Acima, Perez e Button no começo do ano durante a apresentação do carro da McLaren. Acho que depois do Bahrein a relação dos dois não é mais só sorrisos.
- Massa tentava se recuperar das posições perdidas na largada mas um pneu furado também acabou com a corrida dele. As coisas para a Ferrari não foram fáceis no final de semana. Felipe não guiou mal, mas simplesmente não se adapta aos pneus.

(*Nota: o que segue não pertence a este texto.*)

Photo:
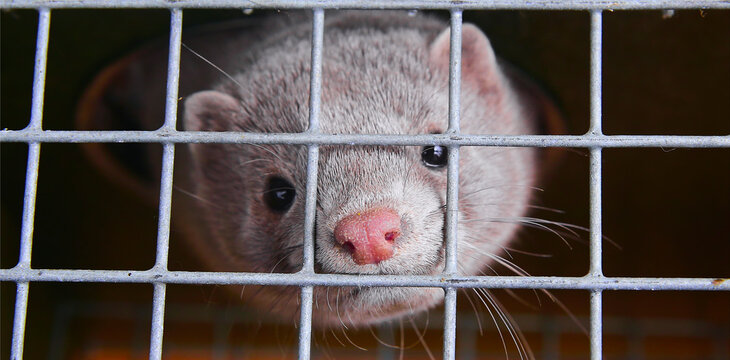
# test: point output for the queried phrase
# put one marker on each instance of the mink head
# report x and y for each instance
(380, 209)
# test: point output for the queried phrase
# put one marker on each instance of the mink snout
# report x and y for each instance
(369, 236)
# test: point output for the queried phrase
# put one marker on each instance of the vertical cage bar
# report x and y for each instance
(452, 184)
(455, 71)
(315, 76)
(315, 95)
(596, 234)
(39, 76)
(315, 92)
(305, 323)
(31, 183)
(36, 119)
(596, 70)
(158, 323)
(452, 195)
(168, 161)
(596, 330)
(21, 310)
(173, 69)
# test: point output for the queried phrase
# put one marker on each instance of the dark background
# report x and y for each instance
(667, 209)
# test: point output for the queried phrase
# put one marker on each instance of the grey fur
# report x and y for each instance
(383, 73)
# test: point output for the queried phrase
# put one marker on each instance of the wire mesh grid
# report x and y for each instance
(594, 282)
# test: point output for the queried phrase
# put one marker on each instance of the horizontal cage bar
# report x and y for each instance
(164, 136)
(378, 4)
(301, 279)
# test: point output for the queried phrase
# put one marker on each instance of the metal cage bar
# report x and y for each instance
(452, 184)
(180, 137)
(595, 180)
(31, 183)
(159, 276)
(310, 211)
(165, 205)
(380, 4)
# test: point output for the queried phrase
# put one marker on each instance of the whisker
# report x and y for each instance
(421, 339)
(494, 320)
(201, 57)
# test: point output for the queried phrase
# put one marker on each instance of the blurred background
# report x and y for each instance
(666, 210)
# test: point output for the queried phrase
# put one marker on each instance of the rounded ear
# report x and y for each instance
(211, 111)
(478, 62)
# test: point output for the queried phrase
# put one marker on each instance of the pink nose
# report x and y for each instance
(369, 236)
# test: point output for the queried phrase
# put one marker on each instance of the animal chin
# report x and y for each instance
(371, 305)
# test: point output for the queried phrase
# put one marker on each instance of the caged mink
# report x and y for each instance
(380, 209)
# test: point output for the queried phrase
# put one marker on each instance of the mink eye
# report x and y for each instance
(279, 194)
(434, 156)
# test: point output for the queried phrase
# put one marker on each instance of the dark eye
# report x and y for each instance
(279, 194)
(435, 156)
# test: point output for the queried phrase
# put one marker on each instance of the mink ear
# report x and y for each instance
(478, 62)
(211, 111)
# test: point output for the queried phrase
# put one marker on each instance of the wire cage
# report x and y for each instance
(594, 283)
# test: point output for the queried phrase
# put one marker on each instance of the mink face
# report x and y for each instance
(380, 209)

- Depois de três paradas logo no começo da corrida Alonso vinha se recuperando, ganhando muitas posições. Isto pode parecer normal, uma vez que a Ferrari demonstrou ser rápida. Mas lembre-se de que o espanhol não podia contar a asa móvel, o que dificultou bastante sua vida, sobretudo no final com Perez.

Raikkonen chegou num excelente 2º lugar após estar em 9º durante a corrida.
Lá na frente Vettel sumiu. O único que fazia tempos de volta parecidos com os do Alemão era Alonso. O que me leva a pensar que ele poderia ter beliscado um segundo lugar. Acho que teria sido difícil a vitória. Vettel guiou de forma soberba. Soube aproveitar o excelente acerto do carro e simplesmente não cometeu erros. A vitória foi preciosíssima para o campeonato.
No mais, a corrida realmente teve muitas ultrapassagens. Mas isto tudo graças ao sistema DRS, que é uma covardia, diga-se de passagem. Era só o cara entrar na reta próximo do carro da frente e apertar um botão para o carro voar. Dava até dó que quem tentava se defender. Acho estas coisas muito artificiais.
Vettel levou mais uma, seguido de Raikkonen e Grosjean. Mérito para os pilotos da Lotus que guiaram muito bem, e para a equipe que fez um carro muito equilibrado e que gasta muito menos pneus do que a concorrência. Uma curiosidade: o GP do Bahrein repetiu o pódium do ano passado. Não lembro a última vez que isso aconteceu na F-1. Alguém aí se lembra?

Coincidência: o pódium deste ano foi exatamente igual ao do GP do Bahrein de 2012.